Eintauchen in die Geschichte – ein Überblick
Die Sozialstaatsgeschichte der Schweiz ist vielfältig, von sozialpolitischen Konflikten gekennzeichnet und von unterschiedlichen Akteuren mitgeprägt. Das heutige System sozialer Sicherheit ist das Produkt einer langen Geschichte, deren Anfänge in die Mitte des 19. Jahrhunderts zurückreichen. Die Entwicklung der sozialen Sicherheit kann in vier Etappen nachgezeichnet werden. Eine erste Phase umfasst den Zeitraum von der Gründung des Bundesstaats 1848 bis zum Ersten Weltkrieg. Auf Bundesebene wurden erste Regelungen erlassen, insbesondere im Bereich des Arbeitsschutzes (Fabrikgesetz 1877). Zudem setzten bei Behörden und Parteien Planungen und Vorarbeiten für die Einführung von Sozialversicherungen ein. Mit dem Bundesgesetz über die Militärversicherung wurde 1901 das erste Sozialversicherungsgesetz der Schweiz erlassen.

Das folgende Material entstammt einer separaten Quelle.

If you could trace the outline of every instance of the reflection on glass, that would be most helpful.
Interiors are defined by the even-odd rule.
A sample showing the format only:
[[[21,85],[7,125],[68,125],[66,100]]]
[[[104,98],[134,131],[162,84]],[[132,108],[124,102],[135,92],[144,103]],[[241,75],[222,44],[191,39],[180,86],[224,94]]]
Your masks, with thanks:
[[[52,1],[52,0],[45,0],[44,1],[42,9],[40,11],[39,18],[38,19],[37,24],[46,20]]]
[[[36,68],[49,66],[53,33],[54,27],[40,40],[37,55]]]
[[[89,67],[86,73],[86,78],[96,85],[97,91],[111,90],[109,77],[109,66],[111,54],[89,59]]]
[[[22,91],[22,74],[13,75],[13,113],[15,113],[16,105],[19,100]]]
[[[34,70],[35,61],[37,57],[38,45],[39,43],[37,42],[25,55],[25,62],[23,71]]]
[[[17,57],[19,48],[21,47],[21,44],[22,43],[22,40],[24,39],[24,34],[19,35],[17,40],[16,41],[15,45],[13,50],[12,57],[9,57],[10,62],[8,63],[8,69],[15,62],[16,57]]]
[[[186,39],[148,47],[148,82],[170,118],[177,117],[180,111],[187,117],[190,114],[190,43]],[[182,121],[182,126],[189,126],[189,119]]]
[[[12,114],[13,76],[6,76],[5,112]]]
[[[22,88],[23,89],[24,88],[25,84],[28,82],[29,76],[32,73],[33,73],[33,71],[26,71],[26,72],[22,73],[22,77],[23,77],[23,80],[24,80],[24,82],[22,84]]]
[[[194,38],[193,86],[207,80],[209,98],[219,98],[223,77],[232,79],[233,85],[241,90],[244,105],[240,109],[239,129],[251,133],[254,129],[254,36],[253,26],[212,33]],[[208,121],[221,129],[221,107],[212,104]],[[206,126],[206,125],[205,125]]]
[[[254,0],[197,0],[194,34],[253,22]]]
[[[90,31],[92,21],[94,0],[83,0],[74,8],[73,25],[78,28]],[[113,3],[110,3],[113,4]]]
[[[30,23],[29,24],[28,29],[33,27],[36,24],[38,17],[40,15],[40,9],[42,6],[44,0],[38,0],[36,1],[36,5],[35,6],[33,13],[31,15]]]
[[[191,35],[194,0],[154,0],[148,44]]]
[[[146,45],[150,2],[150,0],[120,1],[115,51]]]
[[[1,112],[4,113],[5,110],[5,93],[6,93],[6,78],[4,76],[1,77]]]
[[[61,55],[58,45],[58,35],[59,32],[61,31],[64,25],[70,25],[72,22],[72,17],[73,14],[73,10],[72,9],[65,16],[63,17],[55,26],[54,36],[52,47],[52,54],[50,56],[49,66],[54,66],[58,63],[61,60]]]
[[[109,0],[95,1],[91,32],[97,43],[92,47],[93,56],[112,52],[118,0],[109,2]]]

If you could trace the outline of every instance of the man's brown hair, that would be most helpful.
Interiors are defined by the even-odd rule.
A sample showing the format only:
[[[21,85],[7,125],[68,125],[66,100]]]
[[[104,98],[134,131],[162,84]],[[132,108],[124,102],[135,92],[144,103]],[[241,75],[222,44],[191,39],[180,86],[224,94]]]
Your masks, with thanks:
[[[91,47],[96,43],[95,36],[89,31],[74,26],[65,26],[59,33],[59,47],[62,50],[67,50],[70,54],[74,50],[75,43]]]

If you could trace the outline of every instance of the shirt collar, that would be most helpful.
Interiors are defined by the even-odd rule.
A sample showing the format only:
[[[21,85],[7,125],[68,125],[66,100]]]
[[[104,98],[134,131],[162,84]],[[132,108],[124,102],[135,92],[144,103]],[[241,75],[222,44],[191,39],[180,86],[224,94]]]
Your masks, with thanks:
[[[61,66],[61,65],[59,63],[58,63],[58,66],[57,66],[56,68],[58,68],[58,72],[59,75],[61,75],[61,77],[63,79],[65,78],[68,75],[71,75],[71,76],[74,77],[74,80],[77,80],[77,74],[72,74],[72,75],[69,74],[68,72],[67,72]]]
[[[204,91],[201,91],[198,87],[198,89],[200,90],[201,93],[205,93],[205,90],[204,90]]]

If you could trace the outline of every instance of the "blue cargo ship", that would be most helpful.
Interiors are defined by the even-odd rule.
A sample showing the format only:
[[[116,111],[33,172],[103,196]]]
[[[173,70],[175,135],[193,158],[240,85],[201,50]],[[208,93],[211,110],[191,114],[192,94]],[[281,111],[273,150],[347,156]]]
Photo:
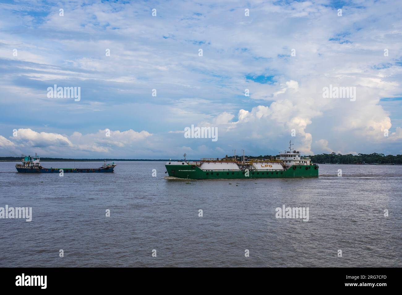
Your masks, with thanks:
[[[98,168],[46,168],[41,166],[41,159],[36,153],[35,157],[25,157],[21,161],[22,164],[16,164],[15,168],[18,172],[23,173],[59,173],[62,171],[64,173],[113,172],[117,165],[114,162],[111,164],[106,164],[105,160],[103,165]]]

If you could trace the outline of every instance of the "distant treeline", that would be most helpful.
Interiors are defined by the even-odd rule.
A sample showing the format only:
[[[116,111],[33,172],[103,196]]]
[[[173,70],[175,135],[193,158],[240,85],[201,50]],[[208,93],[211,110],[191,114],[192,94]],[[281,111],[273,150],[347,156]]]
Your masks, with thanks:
[[[270,155],[266,155],[264,156],[245,156],[247,159],[270,159],[273,157],[279,157],[279,155],[273,156]],[[311,158],[312,162],[313,163],[322,164],[324,163],[330,163],[331,164],[402,164],[402,155],[397,155],[394,156],[393,155],[389,155],[386,156],[384,154],[378,154],[373,153],[372,154],[358,154],[357,155],[351,154],[349,155],[341,155],[332,153],[332,154],[321,154],[314,156],[309,155],[308,157]],[[21,161],[22,157],[0,157],[0,161]],[[238,161],[241,160],[241,157],[236,156],[236,158]],[[217,159],[219,159],[217,158]],[[233,157],[228,157],[226,155],[223,159],[232,159]],[[53,162],[84,162],[87,161],[103,161],[105,159],[63,159],[62,158],[41,158],[41,161],[47,161]],[[159,159],[158,160],[150,160],[149,159],[106,159],[107,161],[180,161],[182,159],[174,160],[168,159]],[[192,160],[188,161],[193,161]]]
[[[338,164],[402,164],[402,155],[384,154],[358,154],[353,155],[341,155],[332,153],[332,154],[321,154],[310,156],[314,163],[335,163]]]
[[[266,155],[264,156],[246,156],[248,159],[269,159],[272,157],[279,157],[279,155],[272,156]],[[341,155],[332,153],[332,154],[321,154],[314,156],[309,155],[313,163],[322,164],[330,163],[332,164],[402,164],[402,155],[394,156],[389,155],[386,156],[384,154],[378,154],[373,153],[372,154],[358,154],[354,155],[351,154]],[[228,157],[227,159],[232,159],[232,157]],[[241,157],[236,156],[236,158],[240,161]]]
[[[0,157],[0,161],[21,161],[23,157]],[[150,160],[149,159],[64,159],[62,158],[41,158],[41,161],[43,161],[52,162],[86,162],[102,161],[105,160],[107,161],[168,161],[168,159],[159,159],[158,160]],[[177,161],[174,160],[173,161]]]

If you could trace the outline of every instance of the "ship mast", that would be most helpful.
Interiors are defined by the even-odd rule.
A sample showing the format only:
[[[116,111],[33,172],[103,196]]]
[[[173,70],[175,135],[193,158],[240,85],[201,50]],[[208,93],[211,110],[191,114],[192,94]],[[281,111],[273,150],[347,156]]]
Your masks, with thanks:
[[[290,140],[289,142],[289,151],[291,153],[292,152],[292,146],[293,145],[293,144],[292,143],[292,141]]]

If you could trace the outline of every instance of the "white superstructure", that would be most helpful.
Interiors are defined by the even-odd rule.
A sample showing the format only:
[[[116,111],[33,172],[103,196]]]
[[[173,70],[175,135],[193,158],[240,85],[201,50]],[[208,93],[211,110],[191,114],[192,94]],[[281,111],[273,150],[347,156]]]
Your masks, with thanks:
[[[293,151],[292,152],[292,145],[293,144],[289,142],[289,151],[279,153],[279,156],[277,157],[277,159],[281,160],[287,166],[292,165],[310,165],[311,159],[308,157],[301,157],[300,152],[298,151]]]

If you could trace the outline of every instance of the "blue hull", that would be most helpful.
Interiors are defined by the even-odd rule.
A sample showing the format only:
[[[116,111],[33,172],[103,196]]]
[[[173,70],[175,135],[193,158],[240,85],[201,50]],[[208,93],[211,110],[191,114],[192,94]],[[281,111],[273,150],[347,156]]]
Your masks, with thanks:
[[[18,172],[22,173],[60,173],[62,169],[64,173],[100,173],[113,172],[114,167],[106,168],[81,169],[80,168],[16,168]]]

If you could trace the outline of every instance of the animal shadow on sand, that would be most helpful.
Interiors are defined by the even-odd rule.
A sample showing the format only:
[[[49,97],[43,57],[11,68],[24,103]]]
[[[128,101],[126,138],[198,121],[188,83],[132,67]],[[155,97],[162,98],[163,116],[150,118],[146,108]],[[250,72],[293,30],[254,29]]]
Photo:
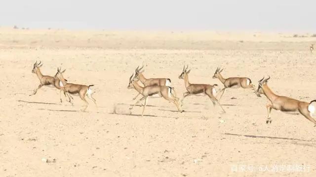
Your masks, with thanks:
[[[35,101],[27,101],[24,100],[18,100],[18,102],[21,102],[23,103],[33,103],[33,104],[49,104],[49,105],[59,105],[59,104],[54,103],[45,103],[45,102],[35,102]]]
[[[269,138],[272,139],[281,139],[281,140],[295,140],[295,141],[304,141],[304,142],[315,142],[315,141],[312,141],[312,140],[303,140],[303,139],[300,139],[297,138],[284,138],[284,137],[276,137],[256,136],[256,135],[239,135],[239,134],[237,134],[227,133],[224,133],[224,134],[226,135],[230,135],[230,136],[243,136],[247,138]]]
[[[52,110],[52,109],[38,109],[39,110],[47,110],[50,111],[59,111],[59,112],[79,112],[79,111],[77,110]]]
[[[113,114],[113,115],[124,115],[124,116],[139,116],[139,117],[142,116],[142,115],[141,115],[141,114],[118,113],[115,113],[115,112],[111,113],[109,113],[109,114]],[[176,118],[176,119],[179,118],[177,118],[177,117],[172,117],[161,116],[158,116],[150,115],[144,115],[143,116],[148,116],[148,117],[157,117],[157,118]]]

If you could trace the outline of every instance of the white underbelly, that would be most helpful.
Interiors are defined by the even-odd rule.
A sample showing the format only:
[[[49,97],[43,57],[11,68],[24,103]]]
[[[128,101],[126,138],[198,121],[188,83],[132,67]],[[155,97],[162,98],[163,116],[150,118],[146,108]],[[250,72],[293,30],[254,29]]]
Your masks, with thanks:
[[[250,80],[249,79],[247,79],[247,86],[249,86],[250,84]]]
[[[89,88],[87,90],[87,93],[86,93],[88,96],[91,96],[92,94],[92,90]]]
[[[196,94],[194,95],[197,96],[204,96],[206,95],[204,93],[201,93]]]
[[[212,88],[212,93],[214,96],[216,95],[216,89],[215,89],[214,87],[213,87],[213,88]]]

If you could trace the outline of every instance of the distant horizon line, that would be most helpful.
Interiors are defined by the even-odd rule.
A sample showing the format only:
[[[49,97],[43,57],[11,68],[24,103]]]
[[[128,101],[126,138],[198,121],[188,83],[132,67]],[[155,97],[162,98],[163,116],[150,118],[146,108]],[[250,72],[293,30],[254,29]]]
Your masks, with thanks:
[[[256,32],[256,33],[298,33],[299,34],[316,34],[316,30],[312,32],[309,30],[241,30],[241,29],[231,29],[231,30],[215,30],[215,29],[145,29],[145,28],[67,28],[67,27],[25,27],[24,26],[19,26],[18,25],[6,25],[0,26],[0,29],[12,29],[12,30],[76,30],[76,31],[161,31],[161,32]]]

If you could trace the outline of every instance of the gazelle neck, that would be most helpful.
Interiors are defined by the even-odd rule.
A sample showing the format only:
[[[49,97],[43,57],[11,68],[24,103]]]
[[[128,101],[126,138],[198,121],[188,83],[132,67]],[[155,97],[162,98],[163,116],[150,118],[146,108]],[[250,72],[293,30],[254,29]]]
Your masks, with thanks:
[[[58,78],[54,78],[54,85],[55,85],[55,87],[58,89],[60,89],[60,88],[61,88],[61,87],[60,87],[60,85],[59,85],[60,82],[60,79]]]
[[[268,99],[269,99],[272,102],[273,102],[274,100],[277,97],[277,95],[275,94],[272,90],[271,90],[267,84],[265,84],[262,86],[262,89],[265,95],[266,95]]]
[[[139,78],[139,80],[140,81],[140,82],[141,82],[141,83],[143,84],[144,84],[147,80],[145,78],[145,77],[143,75],[143,73],[141,73],[138,74],[138,78]]]
[[[189,75],[187,73],[184,74],[184,85],[186,86],[186,88],[191,85],[191,84],[189,82]]]
[[[139,93],[143,94],[143,91],[144,91],[144,88],[141,87],[140,85],[139,85],[137,81],[133,81],[132,84],[133,84],[135,89],[137,90],[137,91],[138,91]]]
[[[218,73],[217,76],[218,76],[218,79],[219,79],[222,83],[224,84],[225,81],[226,81],[226,79],[224,79],[221,73]]]
[[[66,82],[66,80],[65,80],[65,79],[64,79],[64,76],[63,76],[63,75],[61,74],[59,74],[59,79],[60,79],[60,81],[61,81],[61,83],[63,83],[64,87],[66,86],[66,85],[67,84],[67,83]],[[58,85],[59,85],[59,83],[58,83]]]
[[[37,76],[38,76],[38,77],[39,78],[39,79],[40,80],[41,79],[41,78],[43,77],[43,75],[40,72],[40,68],[36,68],[36,73]]]

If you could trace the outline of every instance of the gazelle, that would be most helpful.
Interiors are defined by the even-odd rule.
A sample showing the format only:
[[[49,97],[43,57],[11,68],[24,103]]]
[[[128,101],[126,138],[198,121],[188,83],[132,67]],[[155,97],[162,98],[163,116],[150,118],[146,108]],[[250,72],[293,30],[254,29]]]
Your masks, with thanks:
[[[310,47],[310,50],[311,51],[311,53],[313,53],[313,51],[314,50],[314,44],[312,44],[312,46]]]
[[[146,79],[143,75],[144,70],[141,71],[144,68],[144,65],[139,68],[139,66],[137,67],[135,71],[135,78],[139,79],[140,82],[143,83],[144,87],[153,86],[165,86],[171,87],[171,80],[167,78],[150,78]],[[133,100],[135,100],[139,95],[140,93],[138,93]]]
[[[30,96],[34,95],[38,91],[38,90],[42,86],[50,86],[52,85],[54,86],[57,89],[60,89],[60,86],[62,85],[62,82],[60,81],[60,80],[58,78],[56,78],[55,77],[49,76],[44,76],[42,75],[41,72],[40,72],[40,68],[41,66],[43,65],[43,63],[41,63],[41,61],[40,61],[40,62],[38,63],[38,61],[36,61],[35,63],[33,65],[33,69],[32,70],[32,72],[35,74],[36,74],[38,78],[40,80],[40,84],[38,87],[38,88],[36,88],[33,91],[33,93],[30,94]],[[62,72],[65,72],[64,70]],[[67,80],[66,80],[67,81]],[[64,94],[65,95],[65,97],[67,100],[66,97],[66,93],[64,91]],[[68,96],[68,98],[69,98],[69,102],[71,102],[71,100],[68,94],[67,94],[67,96]],[[61,99],[61,90],[60,90],[60,102],[62,102],[63,100]]]
[[[187,68],[185,68],[185,65],[182,72],[179,76],[179,79],[184,80],[184,84],[187,89],[187,91],[183,93],[183,97],[181,100],[181,102],[183,101],[184,98],[190,95],[207,95],[211,99],[211,101],[212,101],[213,106],[215,106],[215,104],[217,103],[221,108],[222,108],[223,111],[226,112],[215,96],[215,95],[216,94],[216,89],[214,86],[217,86],[217,85],[216,84],[212,86],[209,84],[190,84],[189,82],[189,73],[190,73],[191,70],[190,69],[188,71],[188,67],[189,67],[189,65],[188,65]]]
[[[178,99],[174,97],[171,94],[172,88],[171,87],[165,86],[154,86],[142,87],[137,83],[138,79],[135,77],[133,77],[133,76],[134,73],[133,73],[129,78],[129,82],[128,83],[127,88],[131,89],[134,88],[137,90],[139,93],[143,95],[143,97],[138,101],[139,102],[145,99],[142,117],[144,115],[144,112],[145,111],[145,108],[147,104],[147,100],[148,100],[148,97],[150,96],[162,97],[171,103],[174,103],[177,107],[177,109],[179,112],[182,113],[183,112],[181,110],[181,104],[179,103]]]
[[[241,87],[243,88],[252,88],[254,90],[256,90],[255,86],[251,84],[250,79],[246,77],[231,77],[227,79],[224,79],[222,76],[221,72],[223,71],[224,69],[220,69],[219,68],[216,68],[213,79],[218,78],[223,84],[224,84],[224,88],[221,90],[222,94],[218,99],[221,100],[222,96],[224,94],[225,90],[227,88],[239,88]]]
[[[87,96],[88,98],[92,100],[93,102],[97,105],[97,103],[96,102],[96,100],[92,97],[92,90],[90,88],[90,87],[93,86],[94,85],[82,85],[79,84],[70,84],[67,83],[66,81],[64,79],[64,77],[63,76],[62,72],[64,72],[64,70],[63,72],[61,72],[61,68],[57,68],[57,72],[56,73],[55,77],[60,79],[64,87],[61,87],[61,89],[63,90],[64,91],[68,92],[71,94],[79,94],[80,98],[82,99],[86,104],[85,107],[82,110],[83,111],[85,111],[85,110],[88,107],[88,105],[89,105],[89,103],[86,100],[85,97]]]
[[[313,118],[313,114],[315,113],[315,107],[312,103],[316,102],[316,100],[311,101],[309,103],[299,101],[286,96],[279,96],[275,94],[268,86],[268,81],[270,77],[264,79],[264,77],[258,81],[259,85],[256,92],[258,94],[263,93],[270,101],[271,104],[267,105],[268,118],[266,122],[268,123],[272,121],[271,119],[271,111],[272,109],[283,112],[298,112],[306,118],[314,123],[316,126],[316,121]]]

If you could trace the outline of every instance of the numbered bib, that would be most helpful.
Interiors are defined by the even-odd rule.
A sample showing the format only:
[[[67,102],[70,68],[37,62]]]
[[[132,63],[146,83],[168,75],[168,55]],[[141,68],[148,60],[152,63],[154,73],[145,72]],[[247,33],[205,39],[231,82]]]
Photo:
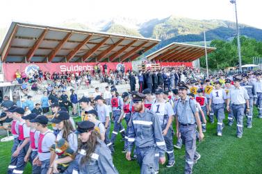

In der Zeit zwischen dem Ersten und dem Zweiten Weltkrieg wurden grössere sozialpolitische Programme lanciert. Davon zeugen etwa die Unfallversicherung (1918) und die Erwerbsausfallversicherung für Militärangehörige (1940). In den 1920er Jahren wurde zudem die gesetzliche Grundlage für die Einführung der Alters- und Hinterlassenenversicherung (AHV) sowie der Invalidenversicherung (IV) geschaffen. Über Subventionen und Steuervergünstigungen förderte der Bund Krankenkassen, Pensionskassen und Arbeitslosenkassen, wobei die Reichweite dieser Versicherungen vorerst beschränkt blieb.
Die Nachkriegszeit bis in die 1990er Jahre markiert eine Phase des Leistungsausbaus im Bereich der sozialen Sicherheit. 1948 wurde die AHV gegründet. Der Bund errichtete später mit der Invalidenversicherung (1960) und der Arbeitslosenversicherung (1984) weitere Zweige der Sozialversicherung. Bei der Altersversicherung wurde 1985 das Obligatorium für die berufliche Vorsorge eingeführt und damit das Drei-Säulen-Prinzip verankert.
Die Phase seit Mitte der 1990er Jahre ist von vielfältigen Reformbemühungen gekennzeichnet, die auf der einen Seite eine Erweiterung des Sicherungssystems und auf der anderen Seite einen Abbau bei den Leistungen bewirkt haben. Mit der obligatorischen Krankenversicherung (1996) und der Mutterschaftsversicherung (2004) wurden wichtige Lücken der sozialen Sicherung geschlossen. In der Altersvorsorge, der Invaliden- und der Arbeitslosenversicherung kam es hingegen zu Einschränkungen und Leistungskürzungen.
Was ist das Konzept der Website?
Aus Anlass seines 100-jährigen Bestehens hat das Bundesamt für Sozialversicherung (BSV) 2013 die Geschichte der Sozialen Sicherheit aufarbeiten lassen. Mit rund hundertfünfzig Beiträgen vermittelt diese Webseite aus verschiedenen Blickwinkeln einen Zugang zur schweizerischen Sozialstaatsgeschichte. Ein Zeitstrahl verweist auf die wichtigsten Etappen und die Entwicklung des schweizerischen Sozialstaates seit dem 19. Jahrhundert (Synthese). Andere Beiträge gehen der Frage nach, wie der Sozialstaat mit Alter, Arbeitslosigkeit, Krankheit, Unfall oder Behinderung umgegangen ist. Auch Parteien und Verbände, Wissenschaftler und Politikerinnen werden porträtiert. Beleuchtet wird auch die institutionelle Dimension der Gesetze, Wohlfahrtseinrichtungen und öffentliche Verwaltungen. Die Website wird ergänzt durch statistische Angaben sowie einer ausführlichen Literaturliste.
Diese Plattform ist eine Koproduktion der Universitäten Basel und Zürich sowie der Haute école de travail social et de la santé Lausanne HETSL (HES-SO). Sie entstand im Auftrag des Bundesamts für Sozialversicherungen (BSV) und wird regelmässig überarbeitet und erweitert.